Exam-Style Question 4 — Extended Response [9 marks]
Question:
A small hydroelectric power station uses water falling from a height to generate electricity. Water flows from a reservoir at a rate of 500 kg/s. The water falls a vertical distance of 40 m to a turbine. The turbine converts the kinetic energy of the water into electrical energy with an efficiency of 80%. Take $g = 10 \text{ N/kg}$.
(a) Calculate the loss in gravitational potential energy of the water each second. [3]
(b) Calculate the kinetic energy of the water just before it reaches the turbine (assuming all the potential energy is converted to kinetic energy). [1]
(c) Calculate the electrical power output of the power station. [3]
(d) State one reason why, in a real power station, not all of the gravitational potential energy of the water is converted to electrical energy. [2]
Worked Solution:
(a)
- The loss in gravitational potential energy (GPE) is given by $mgh$. $\Delta GPE = mgh$ [Recall the GPE formula]
- The mass of water falling per second is 500 kg.
- Substitute the mass, gravitational field strength, and height. $\Delta GPE = 500 \text{ kg} \times 10 \text{ N/kg} \times 40 \text{ m} = 200000 \text{ J}$ [Calculate the GPE]
How to earn full marks:
- Correct formula, even if rearranged
- Correct substitution of 500 kg, 10 N/kg, and 40 m
- Correct answer: $\boxed{200000 \text{ J}}$
(b)
- The kinetic energy (KE) gained is equal to the loss in GPE. $KE = \Delta GPE = 200000 \text{ J}$ [State that all GPE is converted to KE]
How to earn full marks:
- Recognizing that the KE is equal to the GPE lost in (a)
- Correct answer: $\boxed{200000 \text{ J}}$
(c)
- The electrical power output is 80% of the kinetic energy per second. $P_{output} = \text{Efficiency} \times \frac{KE}{t} = 0.80 \times \frac{200000 \text{ J}}{1 \text{ s}} = 160000 \text{ W}$ [Calculate the power output]
How to earn full marks:
- Correctly calculating 80% of the KE from part (b)

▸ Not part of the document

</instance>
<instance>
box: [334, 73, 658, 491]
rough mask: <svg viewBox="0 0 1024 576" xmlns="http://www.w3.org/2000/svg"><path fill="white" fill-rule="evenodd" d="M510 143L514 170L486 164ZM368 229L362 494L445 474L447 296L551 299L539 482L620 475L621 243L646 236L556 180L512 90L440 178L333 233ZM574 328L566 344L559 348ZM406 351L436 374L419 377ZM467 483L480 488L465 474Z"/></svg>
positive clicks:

- Correct answer: $\boxed{160000 \text{ W}}$
(d)
- Some energy is lost due to friction in the turbine bearings. [Friction will convert some energy to heat]
- Some energy is lost due to the sound produced by the turbine. [Sound also carries away energy]
How to earn full marks:
- Any valid reason, such as friction in the turbine, sound produced, or heat generated in the generator.
- Explanation of the energy loss (e.g., friction converts energy to heat)
Common Pitfall: Remember that efficiency is a percentage of the total energy converted. Also, when explaining energy losses, be specific about how the energy is lost (e.g., friction converts kinetic energy into thermal energy).